Yes, the face of this girl was a marvelous thing, a perfect bit of chiselling. Brow, cheeks, nose, chin, shell-like ears—exquisitely modelled. Had I ever looked at her before? What rare perfection there was in her face. And her nature was rich—rich! Her soul—
Ah, her soul!
Suddenly it was Wanza, my comrade, Joey’s staunch friend and playmate, into whose eyes I looked. The gipsy was gone. The glamour was gone. Enchantment and madness were gone. I stood by a dying fire in a wind-stirred forest, with the roughened hands of a country wench in mine. But though she was only a country wench I admired and respected her. And when she whispered again as I moved away from the touch of her hands: “Things would be different if we was gipsies,” I replied: “Perhaps so, Wanza. But we are not gipsies.
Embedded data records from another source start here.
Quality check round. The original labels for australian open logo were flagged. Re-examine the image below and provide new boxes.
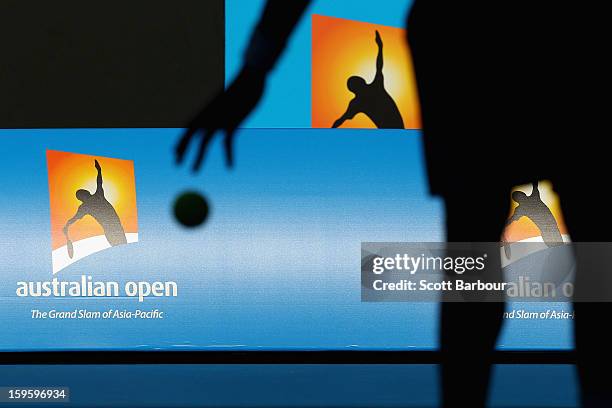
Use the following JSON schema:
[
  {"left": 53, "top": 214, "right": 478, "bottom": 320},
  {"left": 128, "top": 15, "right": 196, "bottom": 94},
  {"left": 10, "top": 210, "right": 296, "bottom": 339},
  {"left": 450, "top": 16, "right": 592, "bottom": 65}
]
[{"left": 47, "top": 150, "right": 138, "bottom": 274}]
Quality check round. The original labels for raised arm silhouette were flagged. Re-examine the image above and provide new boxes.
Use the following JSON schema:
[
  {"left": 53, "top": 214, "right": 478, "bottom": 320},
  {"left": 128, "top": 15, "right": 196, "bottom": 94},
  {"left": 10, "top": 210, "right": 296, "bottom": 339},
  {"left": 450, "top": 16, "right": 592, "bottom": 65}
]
[
  {"left": 332, "top": 31, "right": 404, "bottom": 129},
  {"left": 175, "top": 0, "right": 612, "bottom": 407},
  {"left": 63, "top": 160, "right": 127, "bottom": 252},
  {"left": 507, "top": 181, "right": 563, "bottom": 247}
]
So let us not even play at gipsying.”
I went to the wagon for the baskets.
The next morning the gipsy was gone, and that was the last I saw of her.
CHAPTER IX
THE BIG MAN
SOME two weeks later Joey informed me that he could play “Bell Brandon” on his flute. I doubt if any one familiar with the piece would have recognized it as rendered by Joey on the futile instrument I had carved. The air being unfamiliar to me I asked him where he had picked it up.
“Oh,” he said carelessly, “she plays it on her guitar.”